CUDA Exception: Warp Illegal Address

I am try to finetune modified version of Blip2 model using a custom dataset. I am using mixed precision when training. As I found out error occurs here pooled_feature_map = adaptive_pool(reshaped_feature_map)

 # Reshape the upsampled feature map to combine the channel and spatial dimensions
    reshaped_feature_map = upsampled_feature_map.view(batch_size, 1280 * 32 * 32).float()
    reshaped_feature_map = reshaped_feature_map.contiguous()

    # Adaptive Pooling to match the target number of elements (257 * 1408)
    adaptive_pool = nn.AdaptiveAvgPool1d(257 * 1408)
    with autocast(enabled=False):  # Force full precision
        #pooled_tensor = adaptive_avg_pooling_layer(input_tensor)
        pooled_feature_map = adaptive_pool(reshaped_feature_map)
    #pooled_feature_map = adaptive_pool(reshaped_feature_map.float())
    pooled_feature_map = pooled_feature_map.half()

    # Final reshape to the target shape (257, 1408)
    image_embeds = pooled_feature_map.view(batch_size, 257, 1408)

Error found by debugging

Epoch 1, Step 1, Loss: 14.890625
[New Thread 0x7af8253ff640 (LWP 7201)]
Batch 2 shapes:
input_ids: torch.Size([8, 256])
attention_mask: torch.Size([8, 256])
pixel_values: torch.Size([8, 3, 224, 224])
labels: torch.Size([8, 128])

CUDA Exception: Warp Illegal Address
The exception was triggered at PC 0x7af699eb1230

Thread 205 “pt_autograd_0” received signal CUDA_EXCEPTION_14, Warp Illegal Address.
[Switching focus to CUDA kernel 5, grid 5392, block (0,0,0), thread (7,0,0), device 0, sm 0, warp 1, lane 7]
0x00007af699eb1370 in void at::native::(anonymous namespace)::adaptive_average_pool(float const*, float*, int, int, int, int, long, long, long)<<<(8,2,1),(32,8,1)>>> ()
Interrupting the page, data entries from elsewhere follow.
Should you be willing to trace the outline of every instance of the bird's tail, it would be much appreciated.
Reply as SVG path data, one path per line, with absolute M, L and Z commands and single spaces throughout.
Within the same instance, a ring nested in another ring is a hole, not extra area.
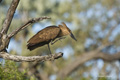
M 38 48 L 38 47 L 41 47 L 41 46 L 43 46 L 43 45 L 45 45 L 44 43 L 39 43 L 39 44 L 27 44 L 27 48 L 30 50 L 30 51 L 32 51 L 32 50 L 34 50 L 34 49 L 36 49 L 36 48 Z

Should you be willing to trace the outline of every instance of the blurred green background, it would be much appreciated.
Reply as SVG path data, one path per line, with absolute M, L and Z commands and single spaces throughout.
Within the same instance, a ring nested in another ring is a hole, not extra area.
M 0 3 L 0 26 L 11 2 L 12 0 L 3 0 Z M 105 44 L 109 44 L 102 49 L 105 54 L 120 52 L 120 0 L 21 0 L 8 34 L 31 18 L 40 16 L 49 16 L 51 20 L 32 24 L 14 36 L 8 47 L 10 54 L 48 55 L 47 46 L 29 51 L 26 47 L 27 41 L 39 30 L 49 25 L 59 25 L 61 22 L 65 22 L 72 30 L 77 42 L 68 36 L 62 42 L 58 41 L 52 45 L 52 53 L 64 53 L 62 58 L 54 62 L 9 62 L 1 59 L 1 74 L 5 74 L 4 71 L 10 68 L 15 69 L 15 73 L 9 70 L 6 73 L 11 73 L 10 76 L 17 74 L 20 77 L 9 78 L 8 75 L 5 80 L 61 80 L 61 77 L 58 78 L 59 72 L 83 53 L 87 54 Z M 11 65 L 5 66 L 8 64 Z M 95 59 L 79 65 L 65 76 L 64 80 L 117 80 L 120 78 L 119 70 L 119 61 L 106 62 Z M 2 76 L 0 75 L 0 78 Z

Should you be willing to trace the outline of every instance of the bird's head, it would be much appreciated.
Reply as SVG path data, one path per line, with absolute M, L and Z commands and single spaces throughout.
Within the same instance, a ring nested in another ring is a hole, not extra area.
M 59 27 L 61 28 L 61 31 L 62 31 L 61 34 L 63 36 L 70 35 L 72 39 L 74 39 L 75 41 L 77 41 L 77 39 L 73 35 L 72 31 L 67 27 L 67 25 L 64 22 L 62 22 L 62 25 L 59 25 Z

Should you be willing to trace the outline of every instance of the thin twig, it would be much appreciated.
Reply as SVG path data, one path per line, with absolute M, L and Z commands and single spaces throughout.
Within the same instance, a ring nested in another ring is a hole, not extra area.
M 26 24 L 24 24 L 23 26 L 19 27 L 18 29 L 14 30 L 13 32 L 11 32 L 9 35 L 8 35 L 8 38 L 11 38 L 13 37 L 14 35 L 16 35 L 19 31 L 25 29 L 26 27 L 28 27 L 29 25 L 31 25 L 32 23 L 35 23 L 35 22 L 38 22 L 38 21 L 42 21 L 44 19 L 50 19 L 50 17 L 40 17 L 40 18 L 34 18 L 34 19 L 31 19 L 29 20 Z
M 3 23 L 3 26 L 2 26 L 2 29 L 0 32 L 1 34 L 3 34 L 3 33 L 7 34 L 7 31 L 9 29 L 11 22 L 12 22 L 12 19 L 13 19 L 13 16 L 14 16 L 14 13 L 15 13 L 15 10 L 18 6 L 19 1 L 20 0 L 13 0 L 12 1 L 10 8 L 8 9 L 6 19 Z
M 6 59 L 6 60 L 12 60 L 16 62 L 43 62 L 43 61 L 52 61 L 54 59 L 58 59 L 63 56 L 63 53 L 57 53 L 46 55 L 46 56 L 17 56 L 17 55 L 11 55 L 7 52 L 0 52 L 0 58 Z

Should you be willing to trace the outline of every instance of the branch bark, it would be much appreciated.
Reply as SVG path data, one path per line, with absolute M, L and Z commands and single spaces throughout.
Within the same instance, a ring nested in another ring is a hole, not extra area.
M 6 59 L 6 60 L 12 60 L 16 62 L 44 62 L 44 61 L 52 61 L 54 59 L 58 59 L 63 56 L 63 53 L 57 53 L 52 55 L 46 55 L 46 56 L 17 56 L 17 55 L 11 55 L 7 52 L 0 52 L 0 58 Z
M 11 5 L 10 5 L 10 8 L 7 12 L 7 16 L 6 16 L 6 19 L 3 23 L 3 26 L 2 26 L 2 29 L 1 29 L 1 34 L 7 34 L 7 31 L 9 29 L 9 26 L 11 24 L 11 21 L 13 19 L 13 16 L 14 16 L 14 13 L 15 13 L 15 10 L 18 6 L 18 3 L 19 3 L 20 0 L 13 0 Z

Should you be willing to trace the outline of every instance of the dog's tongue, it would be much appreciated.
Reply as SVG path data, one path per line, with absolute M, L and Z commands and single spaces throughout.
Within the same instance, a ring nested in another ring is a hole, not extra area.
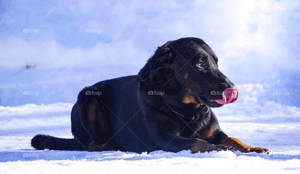
M 223 99 L 215 100 L 216 102 L 221 104 L 226 104 L 233 103 L 238 99 L 238 89 L 232 88 L 227 88 L 223 91 L 222 97 Z

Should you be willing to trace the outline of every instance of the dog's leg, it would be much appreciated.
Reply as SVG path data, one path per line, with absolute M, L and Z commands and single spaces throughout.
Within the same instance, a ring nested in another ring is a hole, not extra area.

Which PyTorch version are you using? If an older one, could you update to the latest stable or nightly release?

I am using PyTorch 2.4 and error mainly occurs in following line of code.
pooled_feature_map = adaptive_pool(reshaped_feature_map)

Pls advice.

I am using PyTorch 2.4 and error mainly occurs in following line of code.
pooled_feature_map = adaptive_pool(reshaped_feature_map)

Pls advice.

Could you post the shape of reshaped_feature_map, please?
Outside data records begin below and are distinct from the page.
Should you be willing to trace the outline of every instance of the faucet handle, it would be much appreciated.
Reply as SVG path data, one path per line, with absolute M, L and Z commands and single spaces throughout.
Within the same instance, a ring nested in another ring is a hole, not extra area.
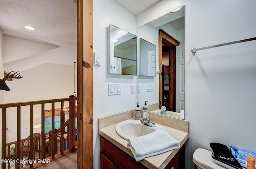
M 149 115 L 147 112 L 144 112 L 142 114 L 142 116 L 145 119 L 149 120 Z

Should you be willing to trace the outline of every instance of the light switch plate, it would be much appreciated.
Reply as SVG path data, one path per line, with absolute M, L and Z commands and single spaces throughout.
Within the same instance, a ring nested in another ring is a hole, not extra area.
M 108 96 L 121 94 L 121 83 L 108 83 Z
M 156 66 L 156 72 L 159 73 L 160 72 L 160 69 L 159 69 L 159 66 Z
M 147 83 L 147 91 L 154 91 L 154 83 Z
M 101 65 L 102 61 L 102 58 L 101 56 L 101 54 L 99 53 L 94 52 L 93 61 L 94 65 Z

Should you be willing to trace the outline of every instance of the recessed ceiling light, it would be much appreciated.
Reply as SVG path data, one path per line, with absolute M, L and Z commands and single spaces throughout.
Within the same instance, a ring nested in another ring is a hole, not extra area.
M 32 27 L 31 27 L 30 26 L 25 26 L 24 27 L 25 27 L 25 28 L 27 29 L 29 29 L 29 30 L 35 30 L 35 28 L 32 28 Z
M 178 9 L 176 9 L 176 10 L 173 10 L 171 12 L 178 12 L 178 11 L 180 10 L 182 8 L 182 7 L 183 7 L 183 6 L 181 6 L 181 7 L 179 8 Z

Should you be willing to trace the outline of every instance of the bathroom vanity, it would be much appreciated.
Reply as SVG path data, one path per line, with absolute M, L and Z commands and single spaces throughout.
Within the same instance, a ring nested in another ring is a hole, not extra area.
M 143 111 L 142 112 L 143 113 Z M 120 137 L 115 130 L 119 122 L 134 118 L 134 110 L 100 118 L 98 128 L 101 136 L 101 169 L 171 169 L 172 167 L 175 169 L 185 168 L 185 143 L 189 138 L 188 122 L 149 114 L 152 121 L 161 125 L 169 134 L 180 141 L 180 147 L 136 162 L 127 147 L 127 140 Z

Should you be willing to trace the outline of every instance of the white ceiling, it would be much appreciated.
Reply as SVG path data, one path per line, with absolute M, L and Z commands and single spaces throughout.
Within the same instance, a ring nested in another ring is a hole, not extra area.
M 119 4 L 137 15 L 161 0 L 115 0 Z
M 73 2 L 74 0 L 0 0 L 0 29 L 4 34 L 60 46 L 57 51 L 61 55 L 56 55 L 58 57 L 54 56 L 50 63 L 72 65 L 76 60 L 76 4 Z M 25 26 L 35 30 L 27 30 Z M 45 54 L 42 55 L 42 57 L 46 57 Z M 36 57 L 40 57 L 40 53 Z M 25 65 L 26 60 L 19 62 Z M 50 60 L 40 60 L 48 63 Z

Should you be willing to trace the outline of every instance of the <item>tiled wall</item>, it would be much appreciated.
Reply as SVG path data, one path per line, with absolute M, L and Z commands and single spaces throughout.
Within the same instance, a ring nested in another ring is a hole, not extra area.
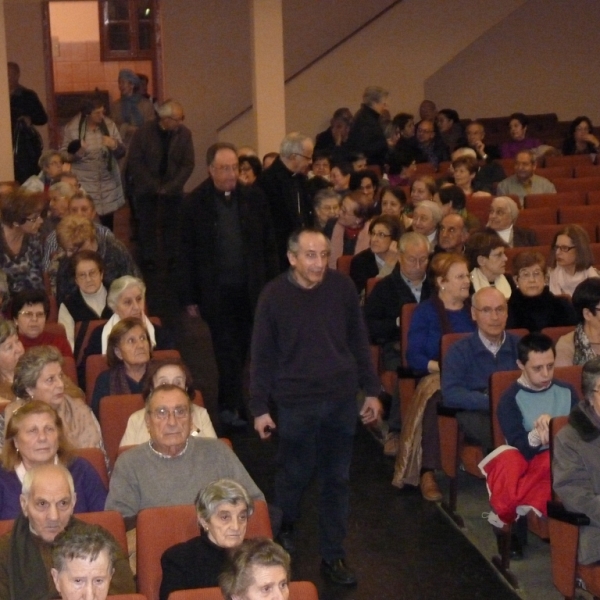
M 152 62 L 100 62 L 100 42 L 59 42 L 53 40 L 54 90 L 56 92 L 87 92 L 99 88 L 108 90 L 111 100 L 119 97 L 117 78 L 121 69 L 144 73 L 150 79 L 152 93 Z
I tried to find the error using the following code. I printed the sizes of all the variables but couldn’t find any issue. batch-size is 4

    reshaped_feature_map = upsampled_feature_map.view(batch_size, 1280 * 32 * 32)
    # Check input size and data type before pooling
    print(f"Reshaped feature map shape: {reshaped_feature_map.shape}, dtype: {reshaped_feature_map.dtype}")

    # Perform the pooling
    # Adaptive Pooling to match the target number of elements (257 * 1408)
    adaptive_pool = nn.AdaptiveAvgPool1d(257 * 1408)
    try:
        pooled_feature_map = adaptive_pool(reshaped_feature_map)
        print("pooling sucessfful ")
    except Exception as e:
        print(f"Error occurred during pooling: {e}")
        raise

    print(f"pooled feature map shape: {  pooled_feature_map.shape}, dtype: {  pooled_feature_map.dtype}")
    #pooled_feature_map = adaptive_pool(reshaped_feature_map)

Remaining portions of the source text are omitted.